Il quarto motivo di ricorso denunzia la nullita’ del procedimento in quanto non sono stati acquisiti gli atti ritenuti necessari al fine della decisione dell’opposizione, malgrado fosse stato impartito il relativo ordine.

Il motivo va disatteso attesa anche la sua assoluta genericita’, mancando in particolare la puntuale indicazione di quali documenti aventi carattere decisivo ai fini della valutazione del giudice dell’opposizione non siano stati presi in esame, e che invece l’attuazione dell’ordine di acquisizione avrebbe permesso di poter valutare.

Il sesto motivo di ricorso denunzia infine la violazione dell’articolo 195 c.p.c. per inosservanza dei doveri e dei tempi stabiliti per l’esecuzione dell’incarico nonche’ l’omesso esame di fatti decisivi da parte del Tribunale.

In particolare si evidenzia che il ricorrente aveva immediatamente segnalato la violazione da parte dell’ausiliario dei termini concessi dal giudice per il deposito della relazione e soprattutto per la presentazione di eventuali osservazioni ad opera del ricorrente.

Pertanto in presenza di gravi vizi formali, tempestivamente denunziati, la consulenza deve ritenersi inutilizzabile, non potendo quindi essere accordato alcun compenso al consulente.

Il motivo e’ infondato, ritenendo il Collegio di dover dare continuita’ a quanto di recente precisato da questa Corte in punto di rapporti tra giudizio di opposizione avverso il decreto di liquidazione dei compensi del CTU e di nullita’ della consulenza stessa, essendosi per l’appunto affermato che (Cass. n. 5200/2017) la patologia processuale dell’attivita’ del consulente tecnico d’ufficio, idonea a determinare la nullita’ della relazione ed il conseguente venir meno del suo diritto alla liquidazione del compenso, deve essere necessariamente oggetto di declaratoria da parte del giudice del merito cui compete, in via esclusiva, detta valutazione.

La doglianza de qua, come peraltro puntualmente rilevato dal giudice di merito, esula dal novero di quelle suscettibili di trovare ingresso in sede di opposizione, rendendo quindi evidente l’infondatezza del motivo proposto.

Al rigetto del ricorso segue la condanna del ricorrente al rimborso delle spese in favore del Comune controricorrente, cosi’ come liquidate in dispositivo.

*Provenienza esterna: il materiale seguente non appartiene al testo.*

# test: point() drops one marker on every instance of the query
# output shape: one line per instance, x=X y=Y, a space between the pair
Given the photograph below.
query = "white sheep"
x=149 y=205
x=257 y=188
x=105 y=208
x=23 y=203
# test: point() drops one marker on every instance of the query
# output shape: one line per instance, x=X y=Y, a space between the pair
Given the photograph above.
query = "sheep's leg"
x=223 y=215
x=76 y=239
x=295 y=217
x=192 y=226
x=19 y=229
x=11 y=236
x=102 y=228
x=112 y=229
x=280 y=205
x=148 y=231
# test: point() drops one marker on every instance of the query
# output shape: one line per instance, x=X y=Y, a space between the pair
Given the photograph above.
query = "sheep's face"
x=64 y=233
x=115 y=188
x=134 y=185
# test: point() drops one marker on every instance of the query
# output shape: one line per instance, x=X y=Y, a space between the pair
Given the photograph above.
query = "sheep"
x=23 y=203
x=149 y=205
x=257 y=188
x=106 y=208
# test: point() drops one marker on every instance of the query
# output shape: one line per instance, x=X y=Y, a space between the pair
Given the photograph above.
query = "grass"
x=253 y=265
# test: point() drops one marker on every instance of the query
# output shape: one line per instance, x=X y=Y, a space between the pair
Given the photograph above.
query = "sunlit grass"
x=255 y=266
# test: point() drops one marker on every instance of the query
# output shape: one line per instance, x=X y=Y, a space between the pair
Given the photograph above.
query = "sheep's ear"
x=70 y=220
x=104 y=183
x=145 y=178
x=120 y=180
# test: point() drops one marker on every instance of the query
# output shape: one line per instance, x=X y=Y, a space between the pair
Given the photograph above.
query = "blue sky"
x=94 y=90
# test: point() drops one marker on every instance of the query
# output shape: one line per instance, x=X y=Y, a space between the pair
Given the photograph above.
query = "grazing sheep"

Nulla a disporre quanto alle spese di lite nei confronti degli intimati che non hanno svolto attivita’ difensiva.

Poiche’ il ricorso e’ stato proposto successivamente al 30 gennaio 2013 ed e’ rigettato, sussistono le condizioni per dare atto – ai sensi della L. 24 dicembre 2012, n. 228, articolo 1, comma 17 (Disposizioni per la formazione del bilancio annuale e pluriennale dello Stato – Legge di stabilita’ 2013), che ha aggiunto il comma 1-quater dell’articolo 13 del testo unico di cui al Decreto del Presidente della Repubblica 30 maggio 2002, n. 115 – della sussistenza dell’obbligo di versamento, da parte del ricorrente, dell’ulteriore importo a titolo di contributo unificato pari a quello dovuto per la stessa impugnazione.

P.Q.M.

La Corte rigetta il ricorso e condanna il ricorrente al rimborso delle spese in favore del controricorrente che liquida in complessivi Euro 1.000,00, di cui Euro 200,00 per esborsi, oltre spese generali pari al 15% sui compensi ed accessori di legge.

Ai sensi del Decreto del Presidente della Repubblica n. 115 del 2002, articolo 13, comma 1 quater, inserito dalla L. n. 228 del 2012, articolo 1, comma 17, dichiara la sussistenza dei presupposti per il versamento da parte del ricorrente del contributo unificato dovuto per il ricorso principale a norma dello stesso articolo 13, comma 1 bis.